Bjarni, depuis plus de cinquante ans, s'était tourné vers la religion afin d'expier ses erreurs du passé. Autrefois, on parlait du Mordrak comme d'une bête assoiffée de sang qui, lorsqu'elle vous prenait en chasse, ne démordait pas tant que vous n'étiez pas tombé dans ses filets. Sa légende, après son évanouissement dans un monastère saccagé, s'était dissipé comme cendre au vent et aujourd'hui, l'ancien Arenson n'était plus qu'un religieux reclus et soucieux de la paix. Baron depuis de nombreuses années, on lui avait attribué un avant-poste car on le savait capable, même si cela n'était pas dans la priorité du Mordrak. C'était pour cela qu'en ce matin de grand froid, il était parti, trois agneaux mort sur le dos, rendre hommage aux dieux mordrakiens. Fata guidait ses pas et son pèlerinage commença.
Le chemin était long et rigoureux mais le moine n'avait que faire des embuches, car sa foi lui permettait de surmonter les pires obstacles. Depuis qu'il avait tranché la main de son subalterne, il s'était promis de ne plus jamais abandonner ce qu'il chérissait et sa foi grandissante faisait partie des choses qu'il aimait. Son nouveau mode de vie l'avait guidé à travers les ténèbres de ses idées noires et l'avait sauvé, Bjarni rendait grâce aux Dieux chaque matin. Emmitouflé dans sa cape de peau, il avançait donc le corps penché vers l'avant et la viande congelé sous les bras. Atteindre le Refuge de Granahill n'était en soit pas chose aisée, mais pour tout descendant de Mordrak, le chemin se devait d'être connu. Bjarni n'avait pas craché sur cet héritage.
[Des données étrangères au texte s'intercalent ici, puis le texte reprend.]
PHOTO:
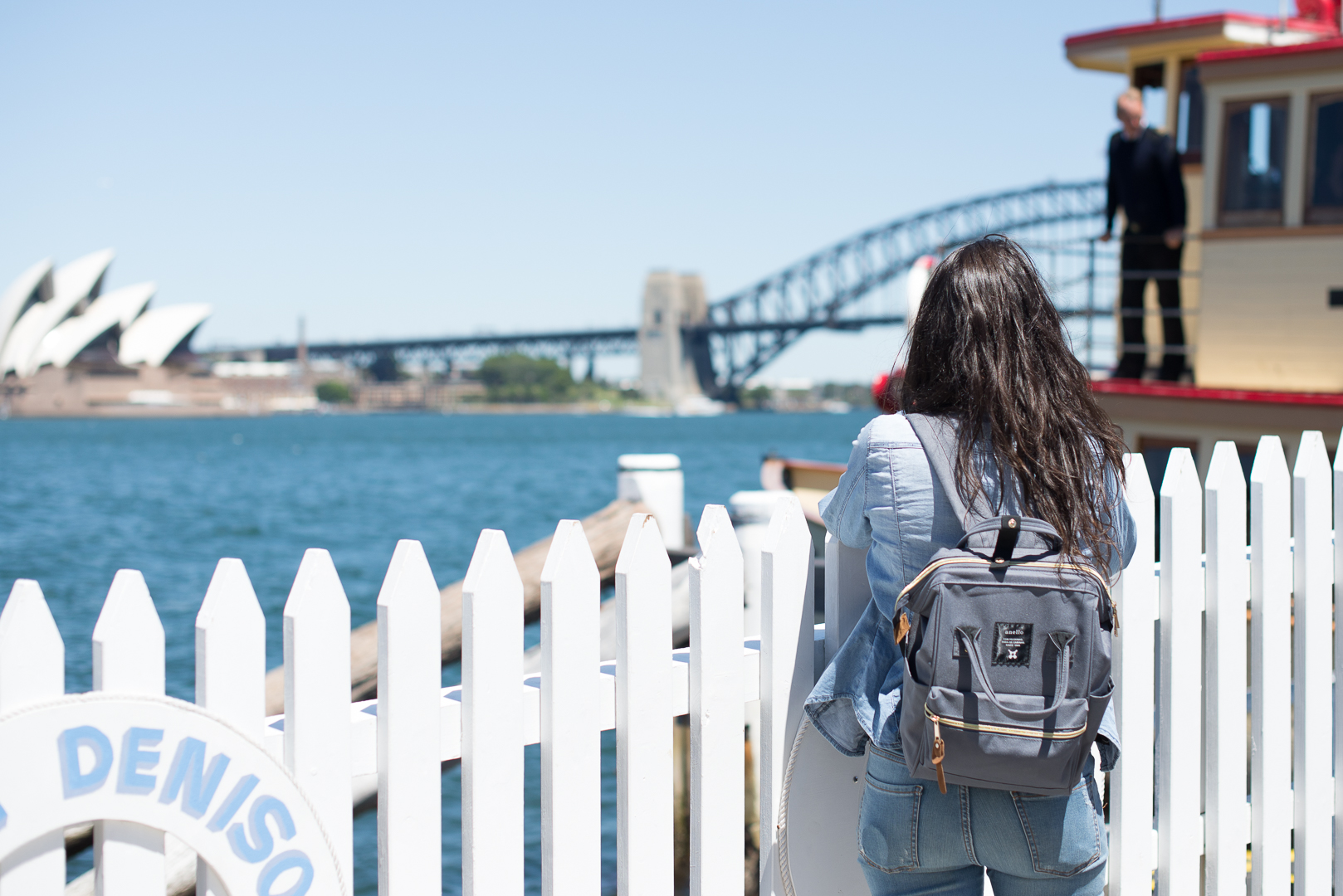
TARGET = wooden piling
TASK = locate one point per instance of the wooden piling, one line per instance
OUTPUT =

Arrivé face à la magnificence de la Déesse, il adressait quelconque prière lorsqu'on le bouscula. Perdant pied, il se rattrapa tout de même. L'un de ses présents avait choie au sol et un chien-loup, enjoué, s'apprêtait déjà à le mordiller. Bjarni, bien que dérangé, était cependant loin d'être contrit et il adressa un regard plein de calme vers la jeune femme qui l'avait poussé. Il s'approcha également de l'agneau mais le canidé préféra le garder pour lui. Bjarni ne s'y opposa pas, car telle était la parole d'Aequalis.
« Par Fata, serait-ce le Denhir ? » exprima d'un petit rire Bjarni, faisant référence au loup à deux têtes des légendes mordrakiennes, auquel il apportait l'un de ces agneaux. « Si c'est bien lui, alors vous êtes bien protégée pour traverser ces terres dangereuses... Voyagez-vous seule ? »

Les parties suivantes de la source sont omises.